Sarah Den Haese

Sarah Den haese

Bio

Sarah Den Haese behaalde in 2012 het diploma van Bachelor in het Sociaal Werk aan de Arteveldehogeschool te Gent. In 2016 voltooide ze de opleiding Rechten aan de Universiteit Gent met grote onderscheiding. Tijdens haar rechtenstudie bracht ze een semester door in Finland, waar ze aan de Universiteit van Helsinki studeerde. In haar masterproef verdiepte ze zich in de rol en de positie van kinderen die het slachtoffer zijn van een ontvoering door één van hun ouders.

Sarah heeft een sterke interesse in het internationaal privaatrecht, (internationaal) familierecht, mensenrechten en vreemdelingenrecht. In augustus 2016 begon ze bij het Instituut voor Internationaal Privaatrecht aan de Universiteit Gent waar ze werkt aan een doctoraat getiteld: “Ik steek de grens over en neem mee… De grensoverschrijdende burgerlijke staat van personen: een vraagstuk van internationaal privaatrecht vanuit mensenrechtelijk perspectief”.

Onderzoeksthema

Ik steek de grens over en neem mee…
De grensoverschrijdende burgerlijke staat van personen: een vraagstuk van internationaal privaatrecht vanuit mensenrechtelijke perspectief.

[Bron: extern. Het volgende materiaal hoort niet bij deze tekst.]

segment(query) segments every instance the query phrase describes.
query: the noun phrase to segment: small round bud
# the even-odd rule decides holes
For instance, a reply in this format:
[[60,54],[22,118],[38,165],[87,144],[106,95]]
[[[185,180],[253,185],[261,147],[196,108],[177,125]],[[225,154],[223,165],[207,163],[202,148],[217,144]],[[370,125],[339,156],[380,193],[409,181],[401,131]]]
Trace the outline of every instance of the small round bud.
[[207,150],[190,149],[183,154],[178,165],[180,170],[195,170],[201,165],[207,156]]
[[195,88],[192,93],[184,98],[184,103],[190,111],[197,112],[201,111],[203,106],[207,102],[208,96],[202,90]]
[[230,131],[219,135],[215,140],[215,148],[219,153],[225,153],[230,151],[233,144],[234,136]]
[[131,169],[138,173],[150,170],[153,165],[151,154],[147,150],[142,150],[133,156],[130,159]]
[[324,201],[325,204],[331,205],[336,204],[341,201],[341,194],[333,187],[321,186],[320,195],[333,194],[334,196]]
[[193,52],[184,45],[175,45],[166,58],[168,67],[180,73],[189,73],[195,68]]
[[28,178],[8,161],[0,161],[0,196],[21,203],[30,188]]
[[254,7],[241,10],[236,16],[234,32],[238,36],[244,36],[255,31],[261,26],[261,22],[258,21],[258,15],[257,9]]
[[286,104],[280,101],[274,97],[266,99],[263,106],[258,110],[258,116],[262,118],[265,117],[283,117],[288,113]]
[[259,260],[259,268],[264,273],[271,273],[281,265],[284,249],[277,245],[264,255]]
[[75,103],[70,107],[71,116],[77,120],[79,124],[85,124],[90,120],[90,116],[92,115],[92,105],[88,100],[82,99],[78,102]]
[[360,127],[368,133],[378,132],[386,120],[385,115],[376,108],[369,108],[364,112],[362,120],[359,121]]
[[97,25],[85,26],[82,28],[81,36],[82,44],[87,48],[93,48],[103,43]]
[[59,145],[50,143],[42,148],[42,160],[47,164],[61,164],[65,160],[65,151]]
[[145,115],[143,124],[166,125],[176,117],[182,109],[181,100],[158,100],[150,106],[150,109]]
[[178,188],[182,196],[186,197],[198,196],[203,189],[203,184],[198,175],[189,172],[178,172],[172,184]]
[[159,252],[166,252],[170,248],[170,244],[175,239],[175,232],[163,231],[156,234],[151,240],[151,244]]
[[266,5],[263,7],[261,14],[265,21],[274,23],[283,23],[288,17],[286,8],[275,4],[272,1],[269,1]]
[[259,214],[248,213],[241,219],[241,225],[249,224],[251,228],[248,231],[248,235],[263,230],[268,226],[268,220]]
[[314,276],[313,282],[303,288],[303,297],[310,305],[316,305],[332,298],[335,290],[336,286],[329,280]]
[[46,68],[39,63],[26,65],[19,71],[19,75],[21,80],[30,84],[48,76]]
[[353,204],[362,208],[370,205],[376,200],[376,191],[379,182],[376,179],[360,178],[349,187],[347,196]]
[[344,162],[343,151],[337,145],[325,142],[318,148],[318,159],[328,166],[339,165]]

De toenemende mobiliteit van mensen zorgt ervoor dat documenten over de burgerlijke staat van personen (bv. geboorte, huwelijk, overlijden) circuleren over de grenzen heen. De erkenning van deze documenten wordt traditioneel geregeld door het internationaal privaatrecht, dat streeft naar zoveel mogelijk grensoverschrijdende harmonie en continuïteit in het leven van mensen. Een nobele doelstelling die in de praktijk niet voor iedereen wordt gerealiseerd. Soms hebben mensen in het gastland een andere burgerlijke staat (bv. ongehuwd) dan in hun land van herkomst (bv. gehuwd). Dergelijke discrepanties - ook wel hinkende rechtsverhoudingen genoemd - zorgen voor veel rechtsonzekerheid en onvoorspelbaarheid. Het onderzoek naar een nieuwe benadering van de grensoverschrijdende burgerlijke staat vertrekt vanuit het recht op eerbiediging van het privé- en familieleven en gaat na in welke mate een mensenrechtelijke benadering de ongewenste effecten van hinkende rechtsverhoudingen kan temperen.